Emerging Market Report

vom 01.12.2003

Osteuropa-Fonds: In den letzten Ausgaben hatten wir auf ein besonders hohes Kursniveau in Osteuropa, speziell bei russischen Rohstoffaktien hingewiesen.

Zwar hatten wir nicht konkret mit der Verhaftung des russischen Oligarchen Michael Chodorkowski (Firmenchef und Hauptaktionär des Ölkonzerns Yukos) als Anlass für eine Korrektur gerechnet, es hatte sich aber schon länger angedeutet, dass jeglicher Störfaktor, der die aufgebauten hohen Erwartungshaltungen ausländischer Investoren enttäuschen würde, zu herben Rückschlägen würde führen müssen.

Als die Staatsanwaltschaft über die Verhaftung Chodorkowskis hinaus auch noch dessen milliardenschweres, bei der Menatep Bank hinterlegtes Aktienpaket blockierte (angeblich damit der Oligarch später daraus seine Steuernachzahlungen bestreiten könne), glich die Moskauer Börse mehrere Tage einem Dollhaus. Chodorkowski hat mittlerweile aus dem Gefängnis heraus seinen Rücktritt bei Yukos bekannt gegeben. Damit könnte man die Krise für beendet erklären, wären da nicht einige denkwürdige Aussagen, die leider immer noch unkommentiert im Raum stehen.

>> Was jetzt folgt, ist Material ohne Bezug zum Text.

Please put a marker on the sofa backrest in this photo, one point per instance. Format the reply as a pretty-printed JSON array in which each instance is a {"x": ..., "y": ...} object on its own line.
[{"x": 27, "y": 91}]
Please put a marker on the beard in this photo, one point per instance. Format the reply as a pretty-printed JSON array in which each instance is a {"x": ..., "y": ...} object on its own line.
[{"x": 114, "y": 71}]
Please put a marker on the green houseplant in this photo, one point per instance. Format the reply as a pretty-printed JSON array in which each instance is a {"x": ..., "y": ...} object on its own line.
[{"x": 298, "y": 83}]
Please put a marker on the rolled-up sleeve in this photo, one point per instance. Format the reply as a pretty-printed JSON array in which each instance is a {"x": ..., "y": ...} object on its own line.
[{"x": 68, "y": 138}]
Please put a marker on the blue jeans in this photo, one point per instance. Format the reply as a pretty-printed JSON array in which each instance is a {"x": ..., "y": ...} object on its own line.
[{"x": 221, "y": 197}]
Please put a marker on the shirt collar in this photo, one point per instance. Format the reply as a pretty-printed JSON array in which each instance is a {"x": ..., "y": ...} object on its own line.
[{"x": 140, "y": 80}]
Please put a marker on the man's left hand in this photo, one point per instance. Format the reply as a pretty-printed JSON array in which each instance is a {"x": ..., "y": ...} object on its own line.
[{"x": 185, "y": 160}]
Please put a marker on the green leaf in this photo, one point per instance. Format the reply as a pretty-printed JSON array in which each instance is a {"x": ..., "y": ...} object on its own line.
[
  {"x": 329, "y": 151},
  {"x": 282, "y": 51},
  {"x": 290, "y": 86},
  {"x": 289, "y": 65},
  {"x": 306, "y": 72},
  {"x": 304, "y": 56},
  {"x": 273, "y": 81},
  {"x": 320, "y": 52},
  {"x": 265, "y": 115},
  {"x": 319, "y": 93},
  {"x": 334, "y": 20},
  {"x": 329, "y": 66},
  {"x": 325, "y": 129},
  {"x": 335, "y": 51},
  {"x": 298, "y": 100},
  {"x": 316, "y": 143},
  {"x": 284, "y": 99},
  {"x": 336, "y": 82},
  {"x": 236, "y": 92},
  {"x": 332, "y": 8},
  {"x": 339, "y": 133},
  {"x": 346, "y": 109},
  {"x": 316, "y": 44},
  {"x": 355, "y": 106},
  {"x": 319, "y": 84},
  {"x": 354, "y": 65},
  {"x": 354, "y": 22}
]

So z.B. eine Erklärung des russischen Innenministers, die nicht gerade als klares Bekenntnis zur freien Marktwirtschaft interpretiert werden kann. Sinngemäß zeigte er sich davon überzeugt, dass die Bodenschätze dem russischen Volk gehören und kein Unternehmen das Recht habe, die daraus resultierenden Profite für seine Aktionäre zu kommerzialisieren.

Als hinterfragenswert gilt auch das Timing der Verhaftung Chodorkowskis. Schließlich wurde er just in dem Augenblick aus dem Verkehr gezogen, als sein Unternehmen mit zwei großen amerikanischen Ölkonzernen über einen umfangreichen Einstieg bei Yukos verhandelte.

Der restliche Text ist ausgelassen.